ScholarlyEditions
- Parent company: ScholarlyMedia, LLC
- Founded: 2011; 14 years ago
- Founder: CW Henderson
- Country of origin: United States
- Headquarters location: Atlanta, Georgia
- Distribution: Global
- Imprints: ScholarlyEditions; ScholarlyBriefs; ScholarlyPapers;
- Official website: www.scholarlyeditions.com

= ScholarlyEditions =

Publishing imprint

ScholarlyEditions is a publishing imprint of ScholarlyMedia, LLC. The imprint publishes full-length eBooks in ePUB and PDF formats containing material from the over four million article summaries in the ScholarlyNews database of its partner, NewsRx, LLC.

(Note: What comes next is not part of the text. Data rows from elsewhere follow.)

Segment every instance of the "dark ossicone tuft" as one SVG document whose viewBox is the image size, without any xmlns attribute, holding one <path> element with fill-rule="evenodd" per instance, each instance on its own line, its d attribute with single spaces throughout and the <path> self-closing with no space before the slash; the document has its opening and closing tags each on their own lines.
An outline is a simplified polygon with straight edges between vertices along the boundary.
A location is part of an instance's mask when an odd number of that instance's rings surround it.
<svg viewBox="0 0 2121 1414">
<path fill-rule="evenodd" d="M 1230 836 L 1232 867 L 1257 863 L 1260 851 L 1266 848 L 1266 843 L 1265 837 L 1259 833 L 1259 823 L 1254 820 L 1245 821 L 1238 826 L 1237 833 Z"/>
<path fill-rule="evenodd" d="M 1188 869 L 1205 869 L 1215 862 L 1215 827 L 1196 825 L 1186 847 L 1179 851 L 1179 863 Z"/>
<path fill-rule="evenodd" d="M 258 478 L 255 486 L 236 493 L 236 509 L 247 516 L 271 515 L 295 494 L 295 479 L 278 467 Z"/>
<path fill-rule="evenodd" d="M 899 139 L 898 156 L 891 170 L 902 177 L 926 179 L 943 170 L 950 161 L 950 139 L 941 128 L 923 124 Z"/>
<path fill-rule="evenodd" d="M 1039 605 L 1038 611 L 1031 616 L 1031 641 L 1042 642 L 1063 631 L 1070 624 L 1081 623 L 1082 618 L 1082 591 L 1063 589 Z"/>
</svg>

Chapters in ScholarlyEditions eBooks contain full source contact information, full journal citations, keywords, MeSH codes, and quotations from the authors of the original peer-reviewed research.

ScholarlyEditions also produces ScholarlyBriefs and ScholarlyPapers, shorter research publications. Each publication is updated annually.

==ScholarlyEditions eBooks==

In 2011, ScholarlyEditions published 3,429 eBooks. The eBook content consists of summaries of science research articles. ScholarlyEditions eBooks are available digitally through eBook aggregators and content providers such as Gale and ProQuest's ebrary.

The eBooks cover three primary topic groups: Healthcare, Advances, and Issues. The Healthcare category of eBooks included 1,029 eBooks in 2011. The 2,135 Advances titles published in 2011 cover emerging technologies and studies in all fields. The 265 Issues titles report on a variety of controversial concerns.